Model Context Protocol (MCP): The Standard That's Connecting AI to Everything



Introduction

Every LLM integration used to be a snowflake. You’d write custom code to connect your AI assistant to your database, your APIs, your file system, your calendar. Each integration required a different approach, different auth patterns, different data formats.

Then Anthropic released the Model Context Protocol (MCP) in late 2024 — and by 2026, it has quietly become the standard that every major AI provider and developer tool has adopted.

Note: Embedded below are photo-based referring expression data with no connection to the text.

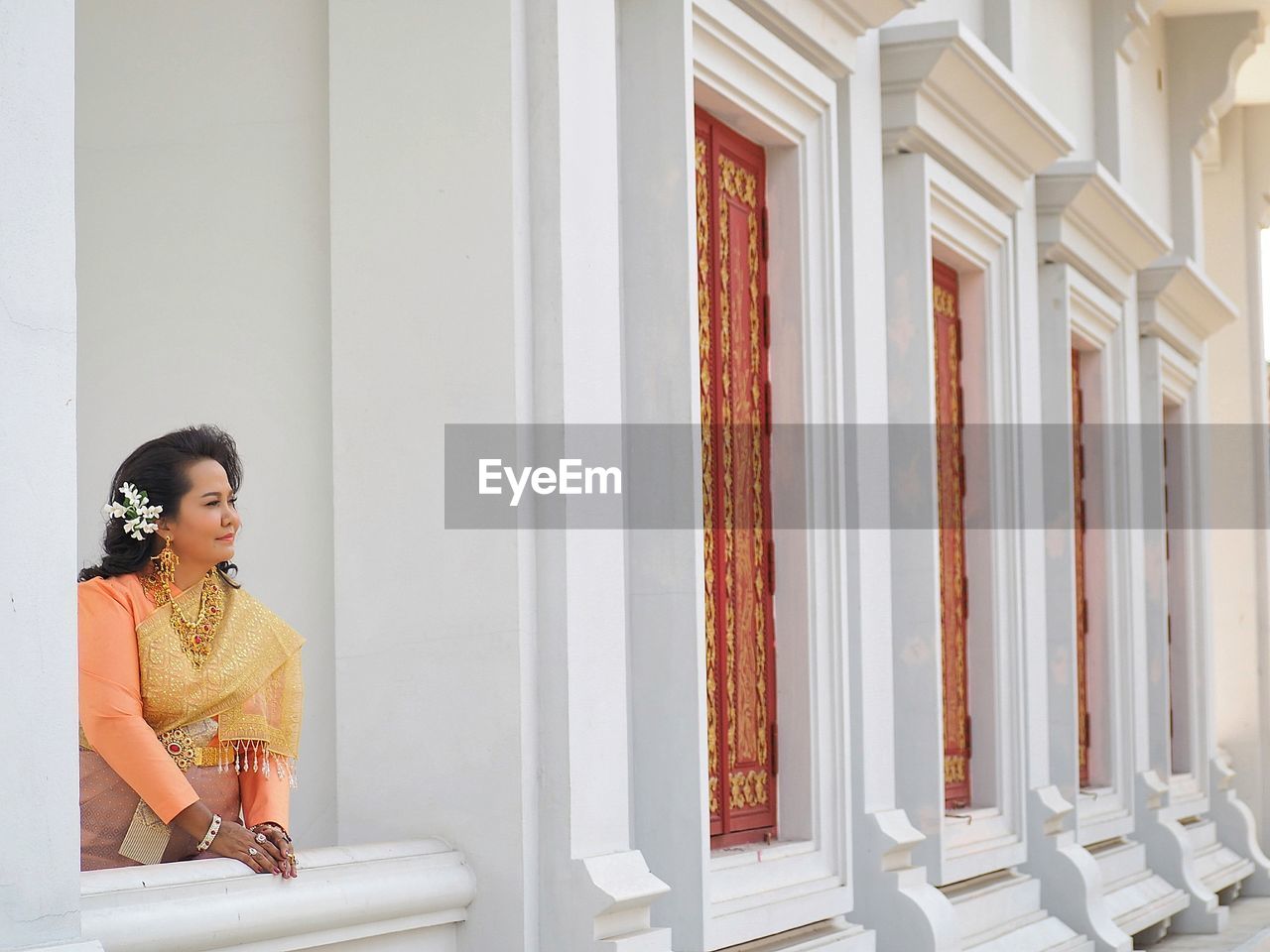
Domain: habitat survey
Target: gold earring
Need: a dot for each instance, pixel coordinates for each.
(168, 562)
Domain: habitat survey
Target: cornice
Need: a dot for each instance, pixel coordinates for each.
(1134, 18)
(944, 93)
(1179, 303)
(825, 31)
(1084, 218)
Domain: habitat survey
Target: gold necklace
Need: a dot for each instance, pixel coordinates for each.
(194, 636)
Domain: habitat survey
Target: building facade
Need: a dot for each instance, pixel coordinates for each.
(959, 636)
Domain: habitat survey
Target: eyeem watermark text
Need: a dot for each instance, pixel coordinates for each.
(571, 479)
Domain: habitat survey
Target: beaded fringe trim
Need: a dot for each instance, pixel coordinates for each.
(254, 756)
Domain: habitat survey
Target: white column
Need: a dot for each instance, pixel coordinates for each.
(481, 674)
(40, 881)
(434, 648)
(595, 890)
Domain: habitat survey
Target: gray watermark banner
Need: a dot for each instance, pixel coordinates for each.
(631, 476)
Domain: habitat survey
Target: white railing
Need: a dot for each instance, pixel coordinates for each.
(386, 895)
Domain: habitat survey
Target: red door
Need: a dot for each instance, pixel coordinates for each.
(735, 461)
(1082, 606)
(953, 594)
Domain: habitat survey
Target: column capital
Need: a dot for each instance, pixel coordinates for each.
(947, 94)
(825, 31)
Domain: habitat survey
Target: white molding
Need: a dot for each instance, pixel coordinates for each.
(825, 31)
(1180, 304)
(1134, 17)
(757, 84)
(1205, 55)
(1086, 218)
(947, 94)
(929, 207)
(417, 890)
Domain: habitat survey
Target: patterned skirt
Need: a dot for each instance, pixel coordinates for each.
(107, 807)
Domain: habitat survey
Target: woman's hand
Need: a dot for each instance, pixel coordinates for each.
(238, 842)
(282, 842)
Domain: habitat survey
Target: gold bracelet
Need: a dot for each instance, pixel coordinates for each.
(211, 833)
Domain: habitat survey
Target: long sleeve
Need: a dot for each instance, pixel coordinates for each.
(266, 798)
(109, 703)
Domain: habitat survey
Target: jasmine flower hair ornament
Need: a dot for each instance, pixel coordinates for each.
(139, 518)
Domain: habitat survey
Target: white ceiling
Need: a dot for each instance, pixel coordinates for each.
(1252, 84)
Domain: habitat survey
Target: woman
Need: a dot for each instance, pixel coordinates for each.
(190, 688)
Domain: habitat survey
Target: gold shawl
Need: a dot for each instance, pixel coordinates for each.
(250, 682)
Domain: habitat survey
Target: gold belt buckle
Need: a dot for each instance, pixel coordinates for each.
(181, 748)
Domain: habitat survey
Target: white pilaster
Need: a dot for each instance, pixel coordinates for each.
(595, 890)
(40, 896)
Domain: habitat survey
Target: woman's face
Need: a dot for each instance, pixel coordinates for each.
(206, 521)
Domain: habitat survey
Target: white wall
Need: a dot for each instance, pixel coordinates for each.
(203, 276)
(1234, 583)
(969, 12)
(1060, 66)
(435, 656)
(39, 787)
(1146, 176)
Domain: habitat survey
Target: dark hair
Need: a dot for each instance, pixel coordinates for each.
(160, 468)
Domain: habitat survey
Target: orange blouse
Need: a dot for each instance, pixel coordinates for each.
(111, 712)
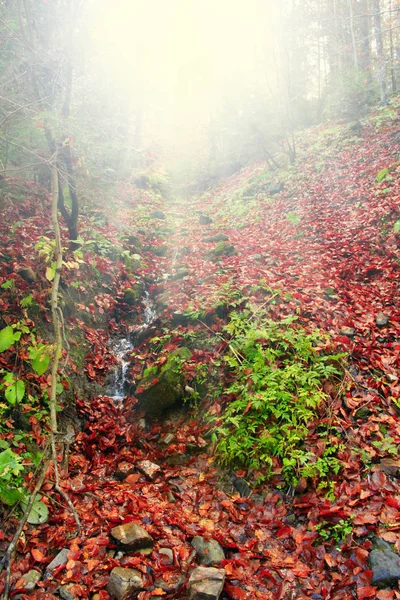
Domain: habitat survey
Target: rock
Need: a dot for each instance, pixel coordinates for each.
(180, 273)
(169, 438)
(134, 241)
(206, 583)
(160, 391)
(167, 556)
(124, 582)
(219, 237)
(30, 579)
(60, 559)
(157, 250)
(28, 275)
(132, 536)
(382, 320)
(348, 331)
(65, 593)
(133, 262)
(391, 378)
(384, 564)
(209, 552)
(275, 188)
(179, 318)
(223, 249)
(157, 214)
(173, 583)
(148, 468)
(132, 295)
(355, 127)
(241, 486)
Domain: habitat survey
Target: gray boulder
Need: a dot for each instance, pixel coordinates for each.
(132, 537)
(219, 237)
(384, 564)
(124, 582)
(157, 214)
(209, 552)
(382, 320)
(161, 390)
(206, 583)
(31, 578)
(60, 559)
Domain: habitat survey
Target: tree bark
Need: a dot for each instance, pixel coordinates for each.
(381, 70)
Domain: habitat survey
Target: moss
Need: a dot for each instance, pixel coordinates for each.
(133, 294)
(159, 392)
(223, 249)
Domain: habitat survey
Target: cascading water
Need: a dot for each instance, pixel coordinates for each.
(122, 347)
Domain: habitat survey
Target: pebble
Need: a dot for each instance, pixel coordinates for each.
(132, 536)
(148, 468)
(124, 582)
(206, 583)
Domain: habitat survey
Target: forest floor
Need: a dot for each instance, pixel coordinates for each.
(324, 248)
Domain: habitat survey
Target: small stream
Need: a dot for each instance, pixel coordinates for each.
(122, 347)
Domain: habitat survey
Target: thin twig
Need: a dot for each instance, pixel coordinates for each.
(58, 341)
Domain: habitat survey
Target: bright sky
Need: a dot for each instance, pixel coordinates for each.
(184, 58)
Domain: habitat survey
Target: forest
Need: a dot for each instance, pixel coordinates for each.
(200, 299)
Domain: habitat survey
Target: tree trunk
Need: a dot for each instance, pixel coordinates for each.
(381, 71)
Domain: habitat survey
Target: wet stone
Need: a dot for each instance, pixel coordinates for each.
(169, 438)
(391, 378)
(382, 320)
(30, 579)
(60, 559)
(348, 331)
(157, 214)
(167, 556)
(148, 468)
(132, 536)
(28, 275)
(180, 274)
(209, 552)
(206, 583)
(219, 237)
(384, 564)
(65, 593)
(124, 582)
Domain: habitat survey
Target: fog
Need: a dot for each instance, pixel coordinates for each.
(183, 61)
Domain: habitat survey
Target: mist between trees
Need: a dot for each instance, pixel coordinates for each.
(120, 90)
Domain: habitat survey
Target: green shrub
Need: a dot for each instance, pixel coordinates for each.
(277, 373)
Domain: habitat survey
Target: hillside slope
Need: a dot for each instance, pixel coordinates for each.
(318, 242)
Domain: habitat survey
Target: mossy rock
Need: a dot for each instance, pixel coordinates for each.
(157, 250)
(180, 273)
(133, 295)
(223, 249)
(133, 262)
(160, 391)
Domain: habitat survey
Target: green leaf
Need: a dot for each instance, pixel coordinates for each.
(10, 464)
(8, 284)
(10, 496)
(293, 217)
(27, 301)
(382, 175)
(15, 392)
(7, 337)
(39, 512)
(50, 273)
(39, 357)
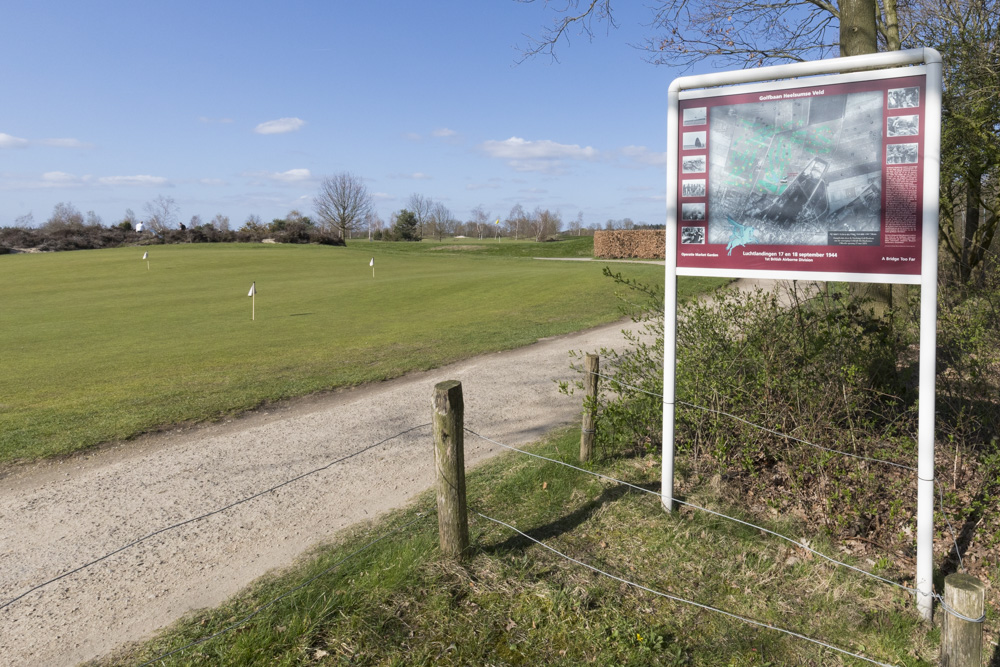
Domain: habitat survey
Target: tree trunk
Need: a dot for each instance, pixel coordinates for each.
(973, 193)
(858, 27)
(858, 36)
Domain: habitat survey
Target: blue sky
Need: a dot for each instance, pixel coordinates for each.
(243, 108)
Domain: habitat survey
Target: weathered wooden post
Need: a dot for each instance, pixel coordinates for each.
(592, 366)
(449, 460)
(962, 638)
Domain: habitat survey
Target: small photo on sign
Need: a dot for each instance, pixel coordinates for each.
(694, 164)
(692, 211)
(901, 154)
(691, 235)
(696, 116)
(694, 141)
(694, 187)
(904, 98)
(902, 126)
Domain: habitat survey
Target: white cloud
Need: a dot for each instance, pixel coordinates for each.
(290, 176)
(482, 186)
(415, 176)
(60, 178)
(141, 179)
(643, 156)
(65, 143)
(7, 141)
(543, 156)
(280, 126)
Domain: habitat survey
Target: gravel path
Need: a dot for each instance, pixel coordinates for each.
(58, 516)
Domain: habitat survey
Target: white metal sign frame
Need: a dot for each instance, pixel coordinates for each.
(812, 76)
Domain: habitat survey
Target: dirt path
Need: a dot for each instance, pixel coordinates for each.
(58, 516)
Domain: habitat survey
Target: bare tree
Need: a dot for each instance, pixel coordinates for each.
(162, 213)
(479, 218)
(545, 223)
(739, 33)
(221, 222)
(440, 220)
(129, 219)
(421, 207)
(374, 223)
(343, 203)
(64, 216)
(967, 32)
(517, 220)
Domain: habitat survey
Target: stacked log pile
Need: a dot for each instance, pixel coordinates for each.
(630, 243)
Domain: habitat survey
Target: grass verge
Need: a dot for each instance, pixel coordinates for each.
(99, 346)
(513, 602)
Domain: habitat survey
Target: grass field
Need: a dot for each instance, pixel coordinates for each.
(513, 602)
(99, 348)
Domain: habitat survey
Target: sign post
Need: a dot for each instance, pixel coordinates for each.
(824, 170)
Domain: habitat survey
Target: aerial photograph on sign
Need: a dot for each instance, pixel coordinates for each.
(797, 170)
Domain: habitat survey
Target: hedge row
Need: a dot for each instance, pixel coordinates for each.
(623, 243)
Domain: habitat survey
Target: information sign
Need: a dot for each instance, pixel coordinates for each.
(815, 175)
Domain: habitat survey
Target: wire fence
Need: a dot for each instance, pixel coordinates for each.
(676, 598)
(201, 517)
(797, 543)
(951, 529)
(246, 619)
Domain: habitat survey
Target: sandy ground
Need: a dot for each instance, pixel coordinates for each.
(58, 516)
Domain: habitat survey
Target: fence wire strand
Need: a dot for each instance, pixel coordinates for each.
(759, 427)
(251, 615)
(951, 530)
(790, 540)
(675, 598)
(219, 510)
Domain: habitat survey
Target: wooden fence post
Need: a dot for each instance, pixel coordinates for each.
(449, 460)
(592, 365)
(961, 639)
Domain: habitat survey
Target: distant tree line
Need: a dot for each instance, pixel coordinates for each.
(343, 209)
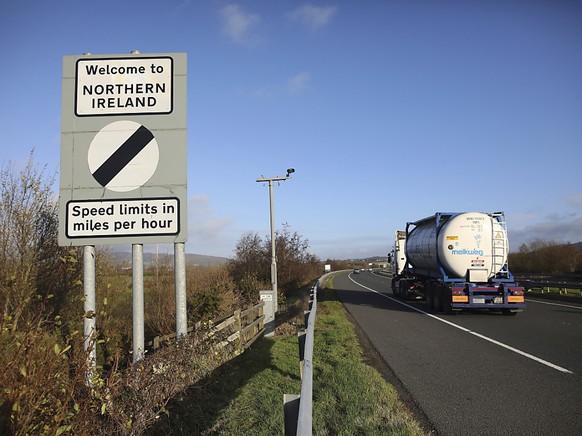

MCP is to AI what USB-C is to devices: a universal connector that eliminates the combinatorial explosion of custom integrations. This post is a practical guide to understanding, building, and deploying MCP in production.

Futuristic network of connected devices and data flows Photo by DeepMind on Unsplash


What is MCP?

MCP is an open protocol that standardizes how AI models communicate with external data sources and tools. Instead of each AI application needing to write custom integrations, MCP defines a common interface:

AI Model (Claude, GPT, Gemini...)
        ↓ MCP Protocol
MCP Host (Claude Desktop, IDE, custom app)
        ↓ 
MCP Servers (databases, APIs, files, services)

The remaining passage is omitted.